MongoDB: Aggregation workaround by helper collection

aggregatemongodbnosql

Since I regularly run against mongodb's document size limit and also aggregation framework's group limitations >16M, depending on the amount of data I need to process, I look for a simple workaround.

The solution must also fit for single nodes (and must not require multiple mongos).

Saying in few words, it's an aggregation for finding

(a) the number (count) of uniques in a field and group the number by another field

(b) the frequency or count how often a unique id appeared.

An example could make the task easier to understand: Lets say there is a collection with 2 fields, the last and surname.

(ex a) How many different surnames exist for each last name? Result could be: There are 1000 unique (distinct) surnames for last name "smith", 500 different surnames for people with last name "schulz" etc.

=> this could also be solved with distinct count and/or mapreduce etc. no limitation is exceeded. anyways, it seems to be a slow table scan and aggregation framework does the task much faster.

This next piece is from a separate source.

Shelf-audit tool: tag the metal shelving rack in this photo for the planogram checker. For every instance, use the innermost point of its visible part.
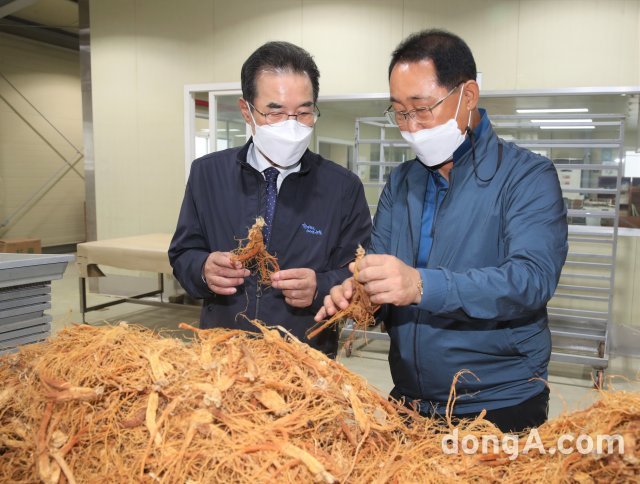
(581, 311)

(ex b) How popular are surnames for each last name? Result: With the last name "smith" there are different 500 sur names which appear only once, 200 sur names which appear 2 times, 45 are listed 3 times our data, …

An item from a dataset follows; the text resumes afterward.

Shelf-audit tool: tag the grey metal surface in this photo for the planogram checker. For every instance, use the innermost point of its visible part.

=> here it is very comfortable to work with mongodb's aggregation framework which handles this task fast and properly. However, trying the task with lots of uniques in a 15GB collection, it worries about the 16M limitation.

The first workaround was successfull but is only a quick'n'dirt non-scaleable trick:
Instead of processing all the data and $group afterwards, I filter ($match) for each $group-item. With the example from above, I look up all distinct last names, run one aggregation per lastname and reduce the pipeline data before aggregation starts.

This avoids the 16M limit issue if the amount of data for a single $group-item (last name) is not too much. => only quick'n'dirty workaround.

Another idea is a help collection for the COUNTs.

I could iterate each input document and write into another collection the surnames and one field per lastname with the counter.

E.g. surname=John count_with_Lastname.smith=10, count_with_Lastname.brown=2, …

Building this helper collection is very slow, isn't it? When incrementing +1 which is 1 update/write per input document, I fear this could take forever 🙁

Is there a best-practice or tips for solving this task (withouth multiple nodes and without Hadoop or alternatives)?

Please let me know

Best Answer

Once you go beyond the limitations you mention (until $out is supported at least), then your best option is Map Reduce. If you are going to run multiple Map Reduce jobs, I would recommend version 2.4 at least (uses V8 engine, muti-threaded). For an example of how to do a unique count with Map Reduce, take a look here:

http://cookbook.mongodb.org/patterns/unique_items_map_reduce/